Patel, Manthan
RoadRunner - Learning Traversability Estimation for Autonomous Off-road Driving
Frey, Jonas, Khattak, Shehryar, Patel, Manthan, Atha, Deegan, Nubert, Julian, Padgett, Curtis, Hutter, Marco, Spieler, Patrick
Autonomous navigation at high speeds in off-road environments necessitates robots to comprehensively understand their surroundings using onboard sensing only. The extreme conditions posed by the off-road setting can cause degraded camera image quality due to poor lighting and motion blur, as well as limited sparse geometric information available from LiDAR sensing when driving at high speeds. In this work, we present RoadRunner, a novel framework capable of predicting terrain traversability and an elevation map directly from camera and LiDAR sensor inputs. RoadRunner enables reliable autonomous navigation, by fusing sensory information, handling of uncertainty, and generation of contextually informed predictions about the geometry and traversability of the terrain while operating at low latency. In contrast to existing methods relying on classifying handcrafted semantic classes and using heuristics to predict traversability costs, our method is trained end-to-end in a self-supervised fashion. The RoadRunner network architecture builds upon popular sensor fusion network architectures from the autonomous driving domain, which embed LiDAR and camera information into a common Bird's Eye View perspective. Training is enabled by utilizing an existing traversability estimation stack to generate training data in hindsight in a scalable manner from real-world off-road driving datasets. Furthermore, RoadRunner improves the system latency by a factor of roughly 4, from 500 ms to 140 ms, while improving the accuracy for traversability costs and elevation map predictions.
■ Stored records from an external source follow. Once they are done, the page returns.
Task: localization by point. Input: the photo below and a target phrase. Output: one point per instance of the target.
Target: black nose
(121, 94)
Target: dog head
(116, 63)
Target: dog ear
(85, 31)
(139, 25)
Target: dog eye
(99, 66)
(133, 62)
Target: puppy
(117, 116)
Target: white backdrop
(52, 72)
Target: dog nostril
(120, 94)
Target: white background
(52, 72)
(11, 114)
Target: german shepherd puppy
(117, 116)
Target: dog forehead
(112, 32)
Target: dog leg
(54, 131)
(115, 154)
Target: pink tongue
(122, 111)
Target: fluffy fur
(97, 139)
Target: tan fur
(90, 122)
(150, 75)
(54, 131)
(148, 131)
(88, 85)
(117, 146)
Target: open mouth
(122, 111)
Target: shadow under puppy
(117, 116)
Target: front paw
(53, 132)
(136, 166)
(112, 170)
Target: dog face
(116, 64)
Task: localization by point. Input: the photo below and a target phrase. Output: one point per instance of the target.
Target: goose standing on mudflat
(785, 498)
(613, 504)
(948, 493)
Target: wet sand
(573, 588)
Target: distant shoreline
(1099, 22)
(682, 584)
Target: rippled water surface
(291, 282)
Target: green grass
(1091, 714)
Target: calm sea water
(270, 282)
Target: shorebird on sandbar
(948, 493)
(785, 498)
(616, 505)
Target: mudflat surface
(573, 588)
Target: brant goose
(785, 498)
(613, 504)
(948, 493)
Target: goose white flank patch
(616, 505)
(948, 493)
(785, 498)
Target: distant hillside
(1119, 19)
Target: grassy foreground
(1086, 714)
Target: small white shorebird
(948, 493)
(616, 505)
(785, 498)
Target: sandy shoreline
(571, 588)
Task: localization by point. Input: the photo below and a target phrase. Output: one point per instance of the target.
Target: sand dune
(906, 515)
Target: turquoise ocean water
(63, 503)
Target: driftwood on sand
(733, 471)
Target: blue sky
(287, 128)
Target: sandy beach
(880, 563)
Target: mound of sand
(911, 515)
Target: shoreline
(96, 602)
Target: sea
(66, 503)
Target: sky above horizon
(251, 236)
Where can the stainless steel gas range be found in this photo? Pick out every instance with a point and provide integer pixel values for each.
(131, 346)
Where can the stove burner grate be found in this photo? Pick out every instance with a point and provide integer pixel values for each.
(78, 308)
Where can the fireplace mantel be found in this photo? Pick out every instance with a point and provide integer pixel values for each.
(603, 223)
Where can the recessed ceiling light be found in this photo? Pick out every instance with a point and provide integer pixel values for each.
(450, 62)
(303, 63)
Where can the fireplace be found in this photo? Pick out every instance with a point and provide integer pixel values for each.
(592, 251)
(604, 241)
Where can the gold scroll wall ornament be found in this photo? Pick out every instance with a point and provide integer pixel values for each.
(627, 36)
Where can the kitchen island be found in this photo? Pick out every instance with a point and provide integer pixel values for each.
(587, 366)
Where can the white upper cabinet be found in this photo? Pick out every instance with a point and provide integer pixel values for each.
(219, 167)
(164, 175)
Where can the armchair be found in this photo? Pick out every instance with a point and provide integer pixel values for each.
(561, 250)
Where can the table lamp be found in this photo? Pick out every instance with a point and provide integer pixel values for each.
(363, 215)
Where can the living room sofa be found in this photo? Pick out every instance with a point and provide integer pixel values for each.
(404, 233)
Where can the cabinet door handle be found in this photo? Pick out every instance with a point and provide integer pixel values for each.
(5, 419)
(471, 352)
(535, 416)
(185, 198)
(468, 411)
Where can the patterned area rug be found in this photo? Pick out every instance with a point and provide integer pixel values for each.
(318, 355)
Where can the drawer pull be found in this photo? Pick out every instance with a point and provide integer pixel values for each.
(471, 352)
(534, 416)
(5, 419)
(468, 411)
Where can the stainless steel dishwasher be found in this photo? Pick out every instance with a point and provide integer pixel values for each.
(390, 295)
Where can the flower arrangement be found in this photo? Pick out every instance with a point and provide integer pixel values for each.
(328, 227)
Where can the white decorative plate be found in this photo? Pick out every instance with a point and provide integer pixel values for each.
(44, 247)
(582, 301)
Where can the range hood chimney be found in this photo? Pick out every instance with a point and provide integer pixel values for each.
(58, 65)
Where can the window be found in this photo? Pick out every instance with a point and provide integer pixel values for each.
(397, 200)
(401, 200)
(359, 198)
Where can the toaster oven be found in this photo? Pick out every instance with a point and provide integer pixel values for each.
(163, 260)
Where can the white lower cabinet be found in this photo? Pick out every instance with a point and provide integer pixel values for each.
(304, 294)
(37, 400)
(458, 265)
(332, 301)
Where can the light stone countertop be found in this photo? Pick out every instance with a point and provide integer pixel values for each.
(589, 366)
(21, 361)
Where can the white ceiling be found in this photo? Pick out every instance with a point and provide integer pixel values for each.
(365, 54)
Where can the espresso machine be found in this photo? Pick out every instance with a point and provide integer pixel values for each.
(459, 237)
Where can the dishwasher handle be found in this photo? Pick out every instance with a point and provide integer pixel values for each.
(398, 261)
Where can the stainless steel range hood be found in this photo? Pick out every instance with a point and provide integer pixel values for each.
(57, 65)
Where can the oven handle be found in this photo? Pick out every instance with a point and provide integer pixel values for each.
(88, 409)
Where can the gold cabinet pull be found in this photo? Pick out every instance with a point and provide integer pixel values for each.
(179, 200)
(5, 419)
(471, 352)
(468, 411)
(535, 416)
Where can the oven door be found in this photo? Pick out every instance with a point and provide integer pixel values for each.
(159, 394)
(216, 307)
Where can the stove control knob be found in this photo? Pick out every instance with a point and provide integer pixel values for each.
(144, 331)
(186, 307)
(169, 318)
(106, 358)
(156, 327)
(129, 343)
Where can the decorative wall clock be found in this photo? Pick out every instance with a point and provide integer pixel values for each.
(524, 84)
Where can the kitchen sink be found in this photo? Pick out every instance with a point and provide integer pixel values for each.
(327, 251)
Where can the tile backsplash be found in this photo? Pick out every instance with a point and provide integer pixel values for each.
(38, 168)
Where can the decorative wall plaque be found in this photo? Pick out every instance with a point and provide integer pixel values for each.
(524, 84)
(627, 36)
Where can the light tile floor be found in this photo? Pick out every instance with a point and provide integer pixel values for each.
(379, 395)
We demonstrate the effectiveness of RoadRunner in enabling safe and reliable off-road navigation at high speeds in multiple real-world driving scenarios through unstructured desert environments.
COVINS-G: A Generic Back-end for Collaborative Visual-Inertial SLAM
Patel, Manthan, Karrer, Marco, Bänninger, Philipp, Chli, Margarita
Collaborative SLAM is at the core of perception in multi-robot systems as it enables the co-localization of the team of robots in a common reference frame, which is of vital importance for any coordination amongst them. The paradigm of a centralized architecture is well established, with the robots (i.e. agents) running Visual-Inertial Odometry (VIO) onboard while communicating relevant data, such as e.g. Keyframes (KFs), to a central back-end (i.e. server), which then merges and optimizes the joint maps of the agents. While these frameworks have proven to be successful, their capability and performance are highly dependent on the choice of the VIO front-end, thus limiting their flexibility. In this work, we present COVINS-G, a generalized back-end building upon the COVINS framework, enabling the compatibility of the server-back-end with any arbitrary VIO front-end, including, for example, off-the-shelf cameras with odometry capabilities, such as the Realsense T265. The COVINS-G back-end deploys a multi-camera relative pose estimation algorithm for computing the loop-closure constraints allowing the system to work purely on 2D image data. In the experimental evaluation, we show on-par accuracy with state-of-the-art multi-session and collaborative SLAM systems, while demonstrating the flexibility and generality of our approach by employing different front-ends onboard collaborating agents within the same mission. The COVINS-G codebase along with a generalized front-end wrapper to allow any existing VIO front-end to be readily used in combination with the proposed collaborative back-end is open-sourced. Video: https://youtu.be/FoJfXCfaYDw
Collaborative Mapping of Archaeological Sites using multiple UAVs
Patel, Manthan, Bandopadhyay, Aditya, Ahmad, Aamir
UAVs have found an important application in archaeological mapping. Majority of the existing methods employ an offline method to process the data collected from an archaeological site. They are time-consuming and computationally expensive. In this paper, we present a multi-UAV approach for faster mapping of archaeological sites. Employing a team of UAVs not only reduces the mapping time by distribution of coverage area, but also improves the map accuracy by exchange of information. Through extensive experiments in a realistic simulation (AirSim), we demonstrate the advantages of using a collaborative mapping approach. We then create the first 3D map of the Sadra Fort, a 15th Century Fort located in Gujarat, India using our proposed method. Additionally, we present two novel archaeological datasets recorded in both simulation and real-world to facilitate research on collaborative archaeological mapping. For the benefit of the community, we make the AirSim simulation environment, as well as the datasets publicly available.